How Meta might save billions from its second-gen customized AI chips

0
15
How Meta might save billions from its second-gen customized AI chips

Meta Platforms, the mum or dad firm of Fb, is reportedly planning to deploy a brand new iteration of its customized chip into its knowledge centres, as per an inside doc reviewed by information company Reuters.
The chip, which was introduced final yr, is part of Meta’s efforts to bolster its synthetic intelligence (AI) capabilities. With this, the corporate goals to minimize its reliance on Nvidia chips and curb mounting bills related to AI improvement.

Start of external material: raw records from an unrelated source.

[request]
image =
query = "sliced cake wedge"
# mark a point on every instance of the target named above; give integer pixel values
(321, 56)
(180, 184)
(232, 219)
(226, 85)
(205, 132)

The transfer comes amid Meta’s purpose to combine generative AI merchandise throughout its platforms akin to Fb, Instagram, WhatsApp, and {hardware} like Ray-Ban good glasses.The corporate has been investing considerably in specialised chips and knowledge centre reconfigurations to run these applied sciences.
What Meta has to say
A Meta spokesperson confirmed plans to begin manufacturing of the up to date chip in 2024, saying that the chips complement commercially obtainable GPUs, which Meta continues to obtain in massive volumes.
“We see our internally developed accelerators to be extremely complementary to commercially obtainable GPUs in delivering the optimum mixture of efficiency and effectivity on Meta-specific workloads,” the spokesperson was quoted as saying.
The report stated {that a} profitable deployment of its personal chip on the scale at which Meta operates might minimize tons of of thousands and thousands of {dollars} in annual power prices and billions in chip buying prices.
Meta to buy 350,000 Nvidia GPUs
Earlier this yr, it was reported that the corporate plans to amass roughly 350,000 flagship “H100” processors from Nvidia by the tip of the yr. The brand new chip, internally dubbed “Artemis,” focuses on inference, contrasting with GPUs primarily used for coaching AI fashions.
Whereas Meta’s earlier makes an attempt confronted challenges, consultants anticipate that an inference chip like Artemis might improve effectivity in processing advice fashions in comparison with energy-intensive Nvidia processors, doubtlessly resulting in substantial price financial savings.